Thousands of Crimean refugees flee to mainland to escape Russia

28.03.2014, 16:29
Thousands of Crimean refugees flee to mainland to escape Russia - фото 1

Usman Abdulaev, his wife Elmaz, their two children and wife’s mother Gulnar sit on a single bed in an old vacation sanatorium room to pose for a picture. 

“This will be our first family portrait in Kyiv,” Elmaz says, making another attempt to get her 6-year-old son Tymur to sit still for a moment.

Abdulaev’s family fled Crimea, Ukraine’s Russian-annexed peninsula with a population of two million people, this week. The family of Crimean Tatars lived in Yevpatroia, had a house and worked as doctors.

 “I came back here with my family in the 1990s, we came back to the land of my father, just wanted to live on native land. Built a house,” explains Abdulayev’s 60-year-old mother-in-law, Gulnar. 

But now it’s all gone – their home and their native land. The same is true already for thousands of former peninsula residents who don’t want to live under Russian rule.

As Russian troops invaded on Feb. 27, many people fled, with the flow increasing after a March 16 Kremlin-orchestrated referendum was held to ratify Russia’s seizure of Ukrainian territory.

Ukrainian Prime Minister Arseniy Yatseniuk said Ukraine’s mainland is ready to accept and accommodate up to 23,000 refugees. Temporary shelters for displaced Crimeans have been organized in Lviv, Lutsk, Vinnytsia, Dnipropetrovsk and other Ukrainian cities. 

According to Ukrainian Social Policy Minister Liudmyla Denisova, some 3,600 Crimeans have already applied for state help to regional coordination centers as of March 25, with a third of them in Lviv and another third of them in Ivano-Frankivsk.

Besides the government relocation centers, many people are volunteering to take Crimean refugees into their homes. Some 150 Crimeans have already registered in the Kyiv Coordination Center for Crimean refugees, founded by the Ukrainian government on March 20. Some 50 have already been placed in old sanatoriums that belong to Kyiv city enterprises. 

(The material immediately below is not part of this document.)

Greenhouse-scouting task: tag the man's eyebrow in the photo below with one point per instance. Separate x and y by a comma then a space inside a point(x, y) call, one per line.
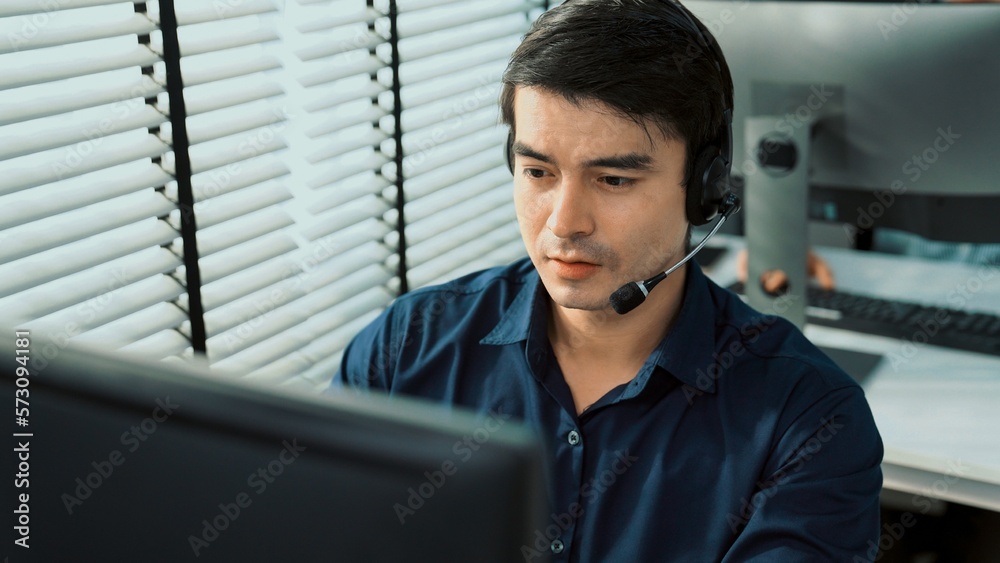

Abdulayev’s family started looking for a place to stay in Kyiv, found the hotline of the Kyiv Coordination Center for Crimean Refugees and thus got a temporary home in an old sanatorium not far from Kyiv.

Children of Crimean refugees play in the hall of sanatorium in Pushcha Vodytsa. Kyivans keep bringing food, clothes and toys to support Crimeans who left the peninsula after Russian annexation.

“We just caught the train to Kyiv, had no idea what the future would bring us or even where we are going to live,” Usman Abdulaev says. 

And this is the same story for more than 40 Crimea refugees who got their shelters in the Kyiv suburban resort of Pushcha-Vodytsya. 

All are confronted with the same issues: what to do with the property left in Crimea, restoring documents, finding permanent homes.

The biggest worry of Crimean refugees, however, is the safety of those who stayed on peninsula.

“I kind of understand that there is a 99 percent that nothing bad will happen to them there, but there is still that one percent and one percent is a lot when it comes to your loved ones,” says a 60-year-old journalist from Sudak. He did not want to be identified because his wife remains in Crimea. He left his hometown this week, desperate to keep his two sons safe. 

The journalist believes that Russia will return Crimea to Ukraine eventually. “Even if I don’t live long enough to see that, I know my son will be on the tank, taking over our native land again,” he laughs as tears spring from his eyes.

Kyiv’s Crimean guests are amazed by the hospitality of people.

“We’ve been told there are just Molotov cocktails flying here, we expected it to be different of course, but this is just unbelievable,” says Usman Abdulayev. “People bring food, toys, clothes, books, shoes, cosmetics and always come with a good word.”

Valeriy Slutskyi, an employee of Kyivpastrans, which owns sanatoriums where the refugees live, is organizing accommodation for them. ”Just two days after we called on people for some help, we got enough to feed 50 people for a week plus a room full of clothes and toys,” he says.

Kateryna Stelmah, a mother of two and a private entrepreneur from Kyiv, is among the donors. “I gathered a whole truck of stuff for them overnight,” Stelmakh smiles. “We all can appear in the same situation at any moment now and they would do the same for us.”

Elena Tsyganko, who is Russian, left her home and family business in Sevastopol a week ago. She feels Ukrainian and wants to live in Ukraine. Tsygolko and her husband stayed with friends at first but then came to the coordination center to see how the state can help.

“We need not only financial support but moral support as well,” Tsygolko says, and then, tearing up. “Tell me who on earth had a right to take our home from us.”